The founders of international law had a presentiment of the concept of war crime, particularly Grotius who elucidated the criminal character of needless acts of war. The Hague Conventions, after the lapse of several centuries, established the first generally binding standards for laws of war. They regulated the conduct of hostilities and occupation procedures; they formulated positive rules in order to limit recourse to force and to bring the necessities of war into agreement with the requirements of human conscience. War Crimes thus received the first definition under which they may be considered; they became a violation of laws and customs of war as codified by the Hague Convention.

Then came the war of 1914. Imperial Germany waged the first World War with a brutality perhaps less systematic and frenzied than that of the National Socialist Reich, but just as deliberate. The deportation of workers, looting of public and private property, the taking and killing of hostages, the demoralization of the occupied territories constituted, in 1914 as in 1939, the political methods of German warfare.

The Treaty of Versailles was based on the Hague Convention in order to establish the suppression of War Crimes. Under the title “Sanctions” Chapter VII of the Treaty of Versailles discusses criminal responsibility incurred in the launching and waging of the conflict which was then the Great War. Article 227 accused William of Hohenzollern, previously Emperor of Germany, of a supreme offense against international morality and against the sacred character of treaties. Article 228 acknowledged the right of the Allied and Associated Powers to bring persons guilty of acts contrary to the laws and customs of war before military tribunals. Article 229 provided that criminals whose acts were not of precise geographical location were to be referred to inter-Allied jurisdiction.

The provisions of the Treaty of Versailles were repeated in the conventions which were signed in 1919 and 1920 with the powers allied with Germany, in particular in the Treaty of Saint-Germain and in that of Neuilly. That is how the idea of war crime was affirmed in international law. The peace treaties of 1919 not only defined the concept of infraction, they formulated the terms of its repression. The defendants were aware of this, just as they were aware of the warnings of the governments of the United Nations. They no doubt hoped that the repetition of the factual circumstances, which hampered the punishment of the criminals in 1914, would permit them to escape their just punishment. Their presence before this Tribunal is the symbol of the constant progress which international law is making in spite of all obstacles.

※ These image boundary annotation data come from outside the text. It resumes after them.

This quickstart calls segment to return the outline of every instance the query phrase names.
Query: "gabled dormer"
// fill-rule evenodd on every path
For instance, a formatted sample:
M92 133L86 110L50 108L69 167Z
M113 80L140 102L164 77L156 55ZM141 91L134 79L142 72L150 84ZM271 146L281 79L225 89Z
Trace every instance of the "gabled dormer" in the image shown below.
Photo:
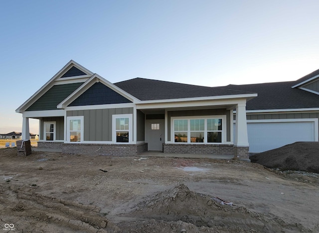
M319 95L319 70L298 80L295 83L292 88L299 88Z

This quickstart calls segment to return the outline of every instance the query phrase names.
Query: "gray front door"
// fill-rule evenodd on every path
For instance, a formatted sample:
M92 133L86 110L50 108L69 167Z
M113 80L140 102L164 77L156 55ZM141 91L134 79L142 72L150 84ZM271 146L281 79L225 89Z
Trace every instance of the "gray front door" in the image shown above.
M163 121L149 123L149 150L162 150L162 143L165 142Z

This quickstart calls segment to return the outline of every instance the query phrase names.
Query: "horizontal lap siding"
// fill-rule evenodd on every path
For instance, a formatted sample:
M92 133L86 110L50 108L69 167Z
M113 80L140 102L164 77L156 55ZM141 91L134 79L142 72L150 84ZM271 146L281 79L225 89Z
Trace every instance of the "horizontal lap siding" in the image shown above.
M44 93L26 111L55 110L56 106L83 83L54 85Z
M67 111L67 116L84 117L84 140L112 140L112 115L133 114L133 108Z

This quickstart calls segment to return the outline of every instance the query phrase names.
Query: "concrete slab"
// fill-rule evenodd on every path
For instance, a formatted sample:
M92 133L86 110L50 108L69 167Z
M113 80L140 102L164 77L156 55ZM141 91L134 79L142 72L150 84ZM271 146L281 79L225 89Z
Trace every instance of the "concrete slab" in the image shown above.
M161 151L145 151L138 154L138 156L141 157L173 157L177 158L211 158L215 159L231 159L234 155L219 155L219 154L179 154L177 153L163 153Z

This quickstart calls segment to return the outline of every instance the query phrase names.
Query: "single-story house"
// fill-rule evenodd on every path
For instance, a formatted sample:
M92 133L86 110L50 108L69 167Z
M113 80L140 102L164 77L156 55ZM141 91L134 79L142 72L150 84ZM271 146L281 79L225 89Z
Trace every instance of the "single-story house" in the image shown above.
M39 148L114 156L148 150L231 154L248 159L246 107L257 96L255 92L139 78L112 84L71 60L16 112L22 114L22 139L29 134L29 118L39 119Z
M295 81L221 88L258 94L246 106L250 152L318 141L319 70Z
M319 70L297 81L208 87L137 78L112 84L71 60L16 111L40 120L38 148L249 158L318 141Z
M11 132L8 133L2 133L0 134L0 139L20 139L21 138L22 133L18 132ZM39 135L34 134L34 133L29 133L30 138L29 139L33 139L37 140L39 139Z

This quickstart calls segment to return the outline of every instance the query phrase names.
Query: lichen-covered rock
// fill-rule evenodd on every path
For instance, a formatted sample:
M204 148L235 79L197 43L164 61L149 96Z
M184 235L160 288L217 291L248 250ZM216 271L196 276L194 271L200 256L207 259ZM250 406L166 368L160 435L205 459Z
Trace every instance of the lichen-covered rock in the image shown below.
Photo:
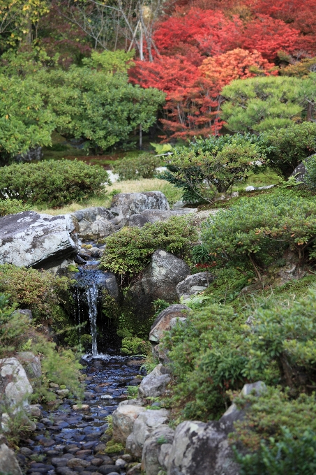
M176 286L179 299L188 298L202 292L207 288L214 279L214 276L209 272L198 272L189 275Z
M255 391L259 395L265 387L262 381L245 384L241 394ZM239 467L228 434L234 430L234 423L244 414L245 410L239 411L233 404L219 421L207 423L185 421L179 424L169 453L167 475L238 475Z
M138 388L138 396L140 397L161 396L170 381L170 371L163 365L157 365L151 372L142 379Z
M167 468L174 435L174 430L165 424L150 434L142 453L142 469L146 475L157 475L160 467Z
M157 299L176 301L176 286L189 275L190 268L184 261L163 249L156 251L142 279L128 293L139 319L146 320L153 314L152 302Z
M148 409L140 414L134 423L132 433L126 440L126 451L135 458L142 457L145 441L151 432L169 421L169 411Z
M151 326L149 341L153 344L159 343L164 332L170 330L170 321L172 319L185 318L190 310L191 309L183 304L174 304L160 312Z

International law had given a still more precise definition of the term “war crime.” This definition was formulated by the commission which the preliminary peace conference appointed on 25 January 1919 to disentangle the various responsibilities incurred in the course of the war. The report of the Commission of Fifteen of 29 March 1919 constitutes the historical basis of Articles 227 and following of the Treaty of Versailles. The Commission of Fifteen based its investigation of criminal responsibilities on an analysis of the crimes liable to involve them. A material element enters into the juridical settlement of any infraction. Its definition is, therefore, the more precise as it includes an enumeration of the facts which it encompasses. That is why the Commission of Fifteen set up a list of War Crimes. This list includes 32 infractions. These are particularly:

1. Murders, massacres, systematic terrorism; 2. killing of hostages; 3. torture of civilians; 8. confinement of civilians in inhuman conditions; 9. forced labor of civilians in connection with military operations of the enemy; 10. usurpation of sovereignty during the occupation of occupied territories; 11. forced conscription of soldiers among the inhabitants of the occupied territories; 12. attempts to denationalize the inhabitants of occupied territories; 13. looting; 14. confiscation of property; 17. imposition of collective fines; 18. wilful devastation and destruction of property; 25. violation of other rules concerning the Red Cross; 29. ill-treatment of wounded and prisoners of war; and 30. use of prisoners of war for unauthorized work.